The most important parameter concerning memory is the maximum memory allowed to be used per job/per slot (core): unless otherwise specified, the default 4GB/process or (1GB/slot) is defined for all jobs. If your job exceeds that amount during its execution, it will be terminated automatically. You can always add the parameter “-l h_vmem=xG” to your submission script to increase the value for the maximum amount (x) of GBytes of memory you require. As a safety / upper threshold, the queues have a max memory usage limit of 32GB or 64GB depending on which node is being actually used.

Additionally, If you really need a minimum amount of free memory (example, 8GB) to start and run the job, you can optionally add the SGE parameter “-l mem_free=8G” but usually this is not required.

Tips

You can see the queue status with:

qhost

And if you can see the consumable resources status of one host:

qhost -h <host_name> -F

You can see the status of all jobs running and scheduled (pending) with these commands:

qstat -u \* -s r
qstat -u \* -s p

Note that just typing ‘qstat’ will show only your jobs by default.
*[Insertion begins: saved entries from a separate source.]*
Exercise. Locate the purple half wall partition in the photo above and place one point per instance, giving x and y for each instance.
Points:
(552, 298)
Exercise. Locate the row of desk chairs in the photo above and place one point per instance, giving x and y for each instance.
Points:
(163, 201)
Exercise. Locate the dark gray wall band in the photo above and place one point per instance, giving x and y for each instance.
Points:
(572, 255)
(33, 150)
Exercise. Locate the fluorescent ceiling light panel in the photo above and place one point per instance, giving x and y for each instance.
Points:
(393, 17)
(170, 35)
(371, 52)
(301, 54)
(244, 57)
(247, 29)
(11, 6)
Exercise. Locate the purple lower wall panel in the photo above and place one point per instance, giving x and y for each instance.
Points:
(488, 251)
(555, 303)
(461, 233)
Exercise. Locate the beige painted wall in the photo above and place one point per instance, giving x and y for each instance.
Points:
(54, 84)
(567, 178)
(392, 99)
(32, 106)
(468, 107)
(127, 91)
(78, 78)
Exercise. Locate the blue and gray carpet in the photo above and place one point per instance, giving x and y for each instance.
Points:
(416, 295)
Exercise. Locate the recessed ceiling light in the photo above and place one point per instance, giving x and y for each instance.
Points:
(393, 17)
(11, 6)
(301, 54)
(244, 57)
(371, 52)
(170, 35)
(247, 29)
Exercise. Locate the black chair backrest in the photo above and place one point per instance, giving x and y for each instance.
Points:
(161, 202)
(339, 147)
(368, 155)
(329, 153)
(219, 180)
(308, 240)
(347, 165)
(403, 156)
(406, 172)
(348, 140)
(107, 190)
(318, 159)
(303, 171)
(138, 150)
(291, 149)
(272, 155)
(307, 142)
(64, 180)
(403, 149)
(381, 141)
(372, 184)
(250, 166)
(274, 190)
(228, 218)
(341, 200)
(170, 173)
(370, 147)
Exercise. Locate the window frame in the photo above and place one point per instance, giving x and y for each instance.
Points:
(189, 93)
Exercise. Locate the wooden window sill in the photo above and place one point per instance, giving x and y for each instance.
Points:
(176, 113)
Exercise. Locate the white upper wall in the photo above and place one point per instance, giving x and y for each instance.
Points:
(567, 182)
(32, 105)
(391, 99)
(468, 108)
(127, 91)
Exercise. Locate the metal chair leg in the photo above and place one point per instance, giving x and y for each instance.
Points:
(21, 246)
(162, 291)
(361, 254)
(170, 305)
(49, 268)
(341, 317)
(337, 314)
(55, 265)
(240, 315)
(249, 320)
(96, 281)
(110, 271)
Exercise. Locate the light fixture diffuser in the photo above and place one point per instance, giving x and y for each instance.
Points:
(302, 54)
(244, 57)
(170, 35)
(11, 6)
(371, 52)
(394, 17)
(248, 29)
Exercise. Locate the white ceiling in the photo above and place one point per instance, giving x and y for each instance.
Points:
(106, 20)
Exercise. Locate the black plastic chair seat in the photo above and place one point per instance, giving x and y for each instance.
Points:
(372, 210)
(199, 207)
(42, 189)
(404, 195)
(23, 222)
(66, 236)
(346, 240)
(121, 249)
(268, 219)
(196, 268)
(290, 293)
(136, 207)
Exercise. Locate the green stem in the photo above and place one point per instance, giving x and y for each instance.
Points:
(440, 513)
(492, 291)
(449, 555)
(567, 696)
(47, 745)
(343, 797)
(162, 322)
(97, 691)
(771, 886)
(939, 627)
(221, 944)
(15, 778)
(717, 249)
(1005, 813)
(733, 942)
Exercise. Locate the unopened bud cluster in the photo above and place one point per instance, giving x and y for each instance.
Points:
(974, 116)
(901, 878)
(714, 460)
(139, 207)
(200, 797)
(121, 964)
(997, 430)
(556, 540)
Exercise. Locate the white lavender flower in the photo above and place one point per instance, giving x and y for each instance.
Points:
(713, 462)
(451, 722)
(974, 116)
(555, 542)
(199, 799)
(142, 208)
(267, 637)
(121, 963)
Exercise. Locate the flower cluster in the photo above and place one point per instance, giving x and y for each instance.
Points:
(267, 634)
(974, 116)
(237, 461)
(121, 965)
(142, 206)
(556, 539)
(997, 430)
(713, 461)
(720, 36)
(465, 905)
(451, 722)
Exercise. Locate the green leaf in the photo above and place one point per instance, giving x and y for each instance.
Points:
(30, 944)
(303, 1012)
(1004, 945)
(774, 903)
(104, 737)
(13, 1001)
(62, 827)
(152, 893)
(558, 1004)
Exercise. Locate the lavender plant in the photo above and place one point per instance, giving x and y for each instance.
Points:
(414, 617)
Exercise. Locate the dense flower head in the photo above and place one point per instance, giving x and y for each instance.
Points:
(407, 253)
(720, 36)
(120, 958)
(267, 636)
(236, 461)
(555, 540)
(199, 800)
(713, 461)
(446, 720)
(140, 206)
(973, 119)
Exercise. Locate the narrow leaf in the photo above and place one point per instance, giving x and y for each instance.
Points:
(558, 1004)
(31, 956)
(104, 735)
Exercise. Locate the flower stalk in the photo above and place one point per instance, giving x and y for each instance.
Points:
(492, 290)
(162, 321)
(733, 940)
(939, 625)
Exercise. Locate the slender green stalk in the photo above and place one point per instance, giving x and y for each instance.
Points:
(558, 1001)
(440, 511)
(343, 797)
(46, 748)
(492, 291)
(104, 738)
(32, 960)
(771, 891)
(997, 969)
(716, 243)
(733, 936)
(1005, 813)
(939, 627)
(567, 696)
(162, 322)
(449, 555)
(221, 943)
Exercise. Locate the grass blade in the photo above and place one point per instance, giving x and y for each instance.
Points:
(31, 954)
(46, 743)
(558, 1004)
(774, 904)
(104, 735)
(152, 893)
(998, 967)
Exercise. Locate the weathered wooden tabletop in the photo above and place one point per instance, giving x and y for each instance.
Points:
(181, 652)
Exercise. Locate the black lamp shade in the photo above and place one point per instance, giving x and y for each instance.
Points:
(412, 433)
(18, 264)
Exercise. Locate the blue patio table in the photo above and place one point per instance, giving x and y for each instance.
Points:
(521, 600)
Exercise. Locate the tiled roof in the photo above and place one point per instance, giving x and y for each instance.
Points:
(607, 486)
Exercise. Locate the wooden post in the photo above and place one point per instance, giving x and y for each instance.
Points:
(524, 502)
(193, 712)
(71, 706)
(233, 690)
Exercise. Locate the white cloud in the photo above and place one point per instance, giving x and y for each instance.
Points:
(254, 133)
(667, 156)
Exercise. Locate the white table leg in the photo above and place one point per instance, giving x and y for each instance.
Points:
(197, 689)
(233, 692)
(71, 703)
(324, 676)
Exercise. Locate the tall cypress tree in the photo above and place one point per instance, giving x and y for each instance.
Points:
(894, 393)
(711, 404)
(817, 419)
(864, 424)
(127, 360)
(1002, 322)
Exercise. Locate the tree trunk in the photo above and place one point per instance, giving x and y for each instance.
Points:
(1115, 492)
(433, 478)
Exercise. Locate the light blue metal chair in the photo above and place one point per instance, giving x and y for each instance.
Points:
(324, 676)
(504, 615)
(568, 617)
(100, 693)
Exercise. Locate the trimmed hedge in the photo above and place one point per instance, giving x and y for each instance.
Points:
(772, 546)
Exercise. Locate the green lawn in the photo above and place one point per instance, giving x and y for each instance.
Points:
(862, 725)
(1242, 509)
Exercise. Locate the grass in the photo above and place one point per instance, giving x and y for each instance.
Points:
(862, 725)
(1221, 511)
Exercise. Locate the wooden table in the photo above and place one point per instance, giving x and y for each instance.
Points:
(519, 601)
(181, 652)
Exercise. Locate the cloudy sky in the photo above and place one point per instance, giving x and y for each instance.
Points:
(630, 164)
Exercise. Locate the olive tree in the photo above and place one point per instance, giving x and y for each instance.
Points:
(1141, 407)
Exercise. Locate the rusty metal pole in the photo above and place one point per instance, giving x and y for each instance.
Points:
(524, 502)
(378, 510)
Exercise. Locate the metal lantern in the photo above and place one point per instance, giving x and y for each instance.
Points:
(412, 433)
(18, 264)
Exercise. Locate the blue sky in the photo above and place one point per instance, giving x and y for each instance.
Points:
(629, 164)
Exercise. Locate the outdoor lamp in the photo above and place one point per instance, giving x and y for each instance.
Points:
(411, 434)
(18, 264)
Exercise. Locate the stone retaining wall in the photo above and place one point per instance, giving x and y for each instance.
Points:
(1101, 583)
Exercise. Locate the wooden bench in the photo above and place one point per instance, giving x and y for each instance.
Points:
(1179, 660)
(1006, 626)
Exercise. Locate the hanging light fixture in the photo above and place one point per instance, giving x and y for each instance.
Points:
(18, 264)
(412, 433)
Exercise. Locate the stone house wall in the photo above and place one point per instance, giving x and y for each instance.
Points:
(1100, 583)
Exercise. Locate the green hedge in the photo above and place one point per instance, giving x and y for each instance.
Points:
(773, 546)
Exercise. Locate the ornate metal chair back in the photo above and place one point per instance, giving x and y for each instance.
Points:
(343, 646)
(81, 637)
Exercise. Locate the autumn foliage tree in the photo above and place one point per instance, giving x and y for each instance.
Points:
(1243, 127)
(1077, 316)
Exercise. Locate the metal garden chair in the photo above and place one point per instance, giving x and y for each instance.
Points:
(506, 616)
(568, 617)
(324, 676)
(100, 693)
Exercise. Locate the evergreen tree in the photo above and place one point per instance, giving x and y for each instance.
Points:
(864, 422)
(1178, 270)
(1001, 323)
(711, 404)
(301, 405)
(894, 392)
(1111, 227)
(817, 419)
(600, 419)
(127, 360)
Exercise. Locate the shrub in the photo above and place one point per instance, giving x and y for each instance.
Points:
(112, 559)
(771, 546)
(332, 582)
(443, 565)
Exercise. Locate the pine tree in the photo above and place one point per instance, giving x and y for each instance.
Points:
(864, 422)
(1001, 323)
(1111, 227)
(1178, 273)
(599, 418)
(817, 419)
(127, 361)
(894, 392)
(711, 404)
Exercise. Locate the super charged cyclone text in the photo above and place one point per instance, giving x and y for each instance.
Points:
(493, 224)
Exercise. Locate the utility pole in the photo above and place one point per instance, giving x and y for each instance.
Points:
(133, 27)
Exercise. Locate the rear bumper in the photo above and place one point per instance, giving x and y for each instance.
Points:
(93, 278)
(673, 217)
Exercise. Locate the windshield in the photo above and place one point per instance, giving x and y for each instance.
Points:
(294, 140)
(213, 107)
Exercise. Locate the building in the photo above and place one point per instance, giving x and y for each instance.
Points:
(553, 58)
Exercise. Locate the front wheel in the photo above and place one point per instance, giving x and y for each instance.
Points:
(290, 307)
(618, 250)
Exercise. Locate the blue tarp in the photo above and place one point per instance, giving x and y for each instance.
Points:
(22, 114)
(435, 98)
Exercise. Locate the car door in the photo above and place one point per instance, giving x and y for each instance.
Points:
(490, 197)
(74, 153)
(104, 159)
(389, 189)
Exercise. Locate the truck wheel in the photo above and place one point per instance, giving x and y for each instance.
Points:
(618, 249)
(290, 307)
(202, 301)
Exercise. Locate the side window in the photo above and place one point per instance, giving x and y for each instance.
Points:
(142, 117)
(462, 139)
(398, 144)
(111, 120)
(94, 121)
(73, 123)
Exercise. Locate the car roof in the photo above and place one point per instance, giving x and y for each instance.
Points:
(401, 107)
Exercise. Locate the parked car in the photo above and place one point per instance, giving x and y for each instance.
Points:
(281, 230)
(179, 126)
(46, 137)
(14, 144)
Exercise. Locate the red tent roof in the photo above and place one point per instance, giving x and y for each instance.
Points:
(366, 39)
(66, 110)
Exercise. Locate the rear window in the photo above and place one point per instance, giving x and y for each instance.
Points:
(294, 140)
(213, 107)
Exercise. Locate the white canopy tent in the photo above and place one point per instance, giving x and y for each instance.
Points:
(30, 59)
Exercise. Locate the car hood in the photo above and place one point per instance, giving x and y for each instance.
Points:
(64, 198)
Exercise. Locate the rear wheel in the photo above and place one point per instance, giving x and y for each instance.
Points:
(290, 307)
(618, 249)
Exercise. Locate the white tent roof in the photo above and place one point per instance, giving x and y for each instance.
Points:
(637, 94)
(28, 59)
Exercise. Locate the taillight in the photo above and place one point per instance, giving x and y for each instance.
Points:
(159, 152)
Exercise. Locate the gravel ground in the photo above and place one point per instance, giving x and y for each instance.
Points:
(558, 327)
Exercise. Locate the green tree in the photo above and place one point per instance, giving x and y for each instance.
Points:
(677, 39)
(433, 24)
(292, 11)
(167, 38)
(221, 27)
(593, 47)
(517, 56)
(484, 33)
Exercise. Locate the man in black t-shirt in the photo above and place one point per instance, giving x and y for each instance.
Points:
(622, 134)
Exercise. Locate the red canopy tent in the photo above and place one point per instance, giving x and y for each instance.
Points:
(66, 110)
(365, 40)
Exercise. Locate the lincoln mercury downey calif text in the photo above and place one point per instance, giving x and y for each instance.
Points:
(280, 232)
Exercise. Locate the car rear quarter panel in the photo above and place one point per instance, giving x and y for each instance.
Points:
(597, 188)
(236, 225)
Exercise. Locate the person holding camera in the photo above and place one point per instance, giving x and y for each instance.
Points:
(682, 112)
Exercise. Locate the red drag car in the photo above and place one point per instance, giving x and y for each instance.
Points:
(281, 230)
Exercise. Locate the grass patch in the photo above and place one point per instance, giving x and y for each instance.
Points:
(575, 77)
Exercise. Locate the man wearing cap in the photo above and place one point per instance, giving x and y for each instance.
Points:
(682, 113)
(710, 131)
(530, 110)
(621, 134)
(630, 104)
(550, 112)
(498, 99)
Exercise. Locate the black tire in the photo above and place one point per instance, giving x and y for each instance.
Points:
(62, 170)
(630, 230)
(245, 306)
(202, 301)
To see details about a particular job which has not yet completed (i.e. it’s running or pending/queued), use:

qstat -j <job_number>

To see status for multi threaded processes use

qstat -t

Another command that provides information for completed jobs (e.g. what was the peak memory usage) is:

qacct -j <job_number>

The <job_number> is the number listed in the first column of the output of ‘qstat’.

To delete a job (cannot delete other’s users jobs) use:

qdel <job_number>

A user can delete all their jobs from the batch queues with the command:

qdel -u <username>

Additionally two scripts are provided to check respectively the CPU and memory efficiency of jobs which have been completed (i.e. are not running anymore):

/data/euclid/u/apiemont/data01/bin/sge_runtime.py <job_number>

/data/euclid/u/apiemont/data01/bin/sge_mem_eff.py <job_number>

Each user has a job limit of 100. If you need to submit more jobs you may consider running a so called array job which is possible when each of the jobs consist of the same sequence of commands. There is a simple example which shows how array jobs work.